スリランカでは、鮮やかな青色~紫味のある青色のブルー・サファイアが採れ、その他フンシー・サファイアも数多く産出しています。
一般に流通しているサファイアの中で最も美しいとされています。

マダガスカル

2001頃から市場に流通するようになりました。歴史はまだ浅いです。
見た目や特徴がスリランカ産のものに似ていて、ファンシー・サファイアも数多く産出しています。

タイ

タイではやや暗い色のブルー・サファイアが産出されます
スリランカ産のものに比べ、価値は劣ります。

3.スター効果について

さて、サファイアにはスター効果があるものもあるのをご存じでしょうか。
スター効果とは、宝石をカボションカット(半球体のような形)にした際に現れる、六条の星のような光の筋のことを言います。
そのようなスター効果が現れるサファイアを、「スターサファイア」といいます。

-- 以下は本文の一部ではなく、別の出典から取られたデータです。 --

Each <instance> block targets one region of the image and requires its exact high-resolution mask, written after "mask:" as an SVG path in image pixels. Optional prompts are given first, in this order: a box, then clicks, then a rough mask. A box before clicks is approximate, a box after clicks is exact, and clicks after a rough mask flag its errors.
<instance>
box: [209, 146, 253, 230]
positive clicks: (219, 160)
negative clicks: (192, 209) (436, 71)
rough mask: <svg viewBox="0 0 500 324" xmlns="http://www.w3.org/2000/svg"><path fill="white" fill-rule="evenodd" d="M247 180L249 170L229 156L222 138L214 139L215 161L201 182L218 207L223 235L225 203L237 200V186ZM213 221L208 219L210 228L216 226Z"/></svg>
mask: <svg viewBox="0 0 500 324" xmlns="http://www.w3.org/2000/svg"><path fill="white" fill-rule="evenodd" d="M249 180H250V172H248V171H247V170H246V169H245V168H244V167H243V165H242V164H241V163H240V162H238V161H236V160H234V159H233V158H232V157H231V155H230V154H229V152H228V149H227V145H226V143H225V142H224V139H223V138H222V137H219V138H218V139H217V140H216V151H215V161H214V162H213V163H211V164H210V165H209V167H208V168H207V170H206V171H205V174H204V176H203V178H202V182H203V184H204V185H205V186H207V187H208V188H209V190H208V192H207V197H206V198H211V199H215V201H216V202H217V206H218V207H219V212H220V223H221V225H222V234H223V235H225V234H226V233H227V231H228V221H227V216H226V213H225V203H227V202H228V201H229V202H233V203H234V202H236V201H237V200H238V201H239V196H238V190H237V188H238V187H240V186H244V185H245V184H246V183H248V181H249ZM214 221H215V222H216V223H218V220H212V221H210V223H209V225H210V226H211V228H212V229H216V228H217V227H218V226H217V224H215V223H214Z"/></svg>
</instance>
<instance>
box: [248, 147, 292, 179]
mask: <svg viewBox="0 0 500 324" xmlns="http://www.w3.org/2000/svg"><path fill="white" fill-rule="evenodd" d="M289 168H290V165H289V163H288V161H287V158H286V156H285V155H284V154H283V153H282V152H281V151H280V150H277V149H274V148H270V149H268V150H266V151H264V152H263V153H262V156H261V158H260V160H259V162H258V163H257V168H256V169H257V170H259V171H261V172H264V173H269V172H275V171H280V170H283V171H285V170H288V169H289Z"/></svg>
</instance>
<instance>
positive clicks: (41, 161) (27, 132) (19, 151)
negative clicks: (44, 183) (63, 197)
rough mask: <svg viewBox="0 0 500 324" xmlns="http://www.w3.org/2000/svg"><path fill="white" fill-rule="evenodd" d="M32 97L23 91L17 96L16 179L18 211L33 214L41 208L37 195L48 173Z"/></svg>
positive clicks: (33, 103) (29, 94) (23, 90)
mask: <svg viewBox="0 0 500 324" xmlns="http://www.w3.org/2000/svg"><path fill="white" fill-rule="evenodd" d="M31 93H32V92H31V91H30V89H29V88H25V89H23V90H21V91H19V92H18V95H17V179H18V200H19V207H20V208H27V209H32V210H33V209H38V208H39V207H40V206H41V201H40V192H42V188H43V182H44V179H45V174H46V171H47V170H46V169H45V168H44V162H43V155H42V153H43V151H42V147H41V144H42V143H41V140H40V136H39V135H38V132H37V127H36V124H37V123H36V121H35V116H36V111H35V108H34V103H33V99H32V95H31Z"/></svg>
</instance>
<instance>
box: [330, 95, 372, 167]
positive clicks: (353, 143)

また、ルビーにもスター効果が現れるものがあり、同じように「スタールビー」と呼ばれます。
スタールビーの方は希少性が高くなります。

4.サファイアとルビーに施されている人的処理について

4章では、サファイアやルビーに宝石として美しく魅せるために、自然の力ではなく、人間が施している処理についてお話しさせて頂きます。

加熱処理

普段市場に出回っているサファイアやルビーですが、その95パーセントが加熱処理されていると言われています。
加熱することにより、暗味のある色や、色が濃すぎるものを、明るい色調に変える事が出来ます。

充填処理

表面にあるキャビティー(穴や窪みのこと)を主にガラス等で目立たなくさせる処理を言います。
充填処理はルビーに施される事が多いです。

含浸

こちらも主にルビーに施される処理で、石内部にあるクラック(=割れ)をガラス等で目立たなくさせる処理のことを言います。

5.パパラチアサファイアとは

最後に、パパラチアサファイアと呼ばれるサファイアについてお話しさせて頂きます。
パパラチアサファイアとは、色味はピンクとオレンジ色の中間色で、ミディアム~明るい色をしています。
お値段は高価になりますが、鮮やかさと華やかさを演出出来るので、女性の間では人気のある色となっております。

まとめ

ルビーと言えば赤ですが、その中にも、濃い色~鮮やかな色など、同じ赤でも種類はたくさんあります。
サファイアに関しては、青と言っても、もちろん濃い色~鮮やかな色など青色一つでも様々な種類があり、さらにピンク、イエロー、パープル、ホワイト、そしてグリーンなどがあります。
ルビー・サファイアは違う宝石のようで、コランダムという鉱物から生み出されている、等、宝石そのものだけでなく、原石となる鉱物から学んでみると、更に宝石の奥の深さに魅了されてしまいますね。